Teen Dramas Misrepresent High School Experience
November 8, 2021
What is the typical American teenager? We look toward Archie Andrews from “Riverdale,” Serena Van Der Woodsen from “Gossip Girl,” and Sarah Cameron from “Outer Banks.” Actors in their 20s parade around school campuses playing high school-aged characters, rarely attending any classes and portray over-dramatic, hypersexualized storylines.
How exactly is this characterization an accurate representation of American teenage life? Well, it’s not, and the real, living teens face the consequences of this poor representation. Teens learn by example, and television falsely portrays what constitutes an “ideal” teenager. Female characters are constantly oversexualized and depicted in seemingly unhealthy relationships, normalizing this behavior for teens.
On one hand, depicting sexual relationships in teenage characters teaches real-life teenagers that relationships and sexual interactions are normal and should be discussed. As teens grow up, it is crucial for them to learn how to have healthy conversations about sex and learn how to participate in safe sex. However, sexual characterizations on TV are constantly overexaggerated, dramatized, and quite unrealistic. For instance, Aria Montgomery, a protagonist in the show “Pretty Little Liars” dates her English teacher at age 16. While it’s an entertaining story, how exactly does it teach girls what constitutes a safe, acceptable relationship? It doesn’t, and television shows idealize sexuality and sexual interactions, forcing teens to misconstrue what is healthy relationship culture and set high, unachievable sexual standards.
Camila Mendes starred as the 16-year-old high school sophomore Veronica Lodge in “Riverdale” when she was 22 years old. Chase Stokes played 17-year-old John B. Rutledge in “Outer Banks” when he was 28. These actors are setting high and completely unreal standards for teens, teaching them that the “ideal” teenager looks like an individual in their mid-20s.
Teenage girls, in particular, are targeted by the media’s hypersexualization of their gender and age group. Tim Winter, the President of the Parents Television Council (PTC) stated that “the results from this report [“TV’s New Target: Teen Sexual Exploitation”] show [directors’] eagerness to not only objectify and fetishize young girls, but to sexualize them in such a way that real teens are led to believe their sole value comes from their sexuality.” TV shows falsely teach teenage girls that their intrinsic value is sexually-based: girls learn that their objectification is not only socially acceptable but it is “ideal.”

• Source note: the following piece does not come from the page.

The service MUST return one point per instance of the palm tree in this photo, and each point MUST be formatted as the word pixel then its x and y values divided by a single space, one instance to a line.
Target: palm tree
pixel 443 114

While there are series like “Sex Education” that depict teen sexuality and sexual interactions in a much more realistic way, many more people watch the dramatic teenage “soap operas” because they are entertaining. Obviously, TV shows are created for entertainment, allowing individuals to escape from the real world. Television series are created to entertain an audience and retain the most viewers; however, TV broadcast companies must be more careful about what they broadcast and how they rate their shows. All too often, teens conflate what they see on TV to what happens in real life, a dangerous practice especially for today’s popular shows. Without a fully developed prefrontal cortex, teens have a much more malleable brain, impacting their ability to reason and separate what is seen on the screen from real life.
We need to think critically about what we broadcast to the greater population and how it is negatively impacting teenage populations. Teens are known to mirror what they see, so how can our teenage population be expected to have safe sex, realistic expectations, and healthy relationships if television shows constantly show them otherwise?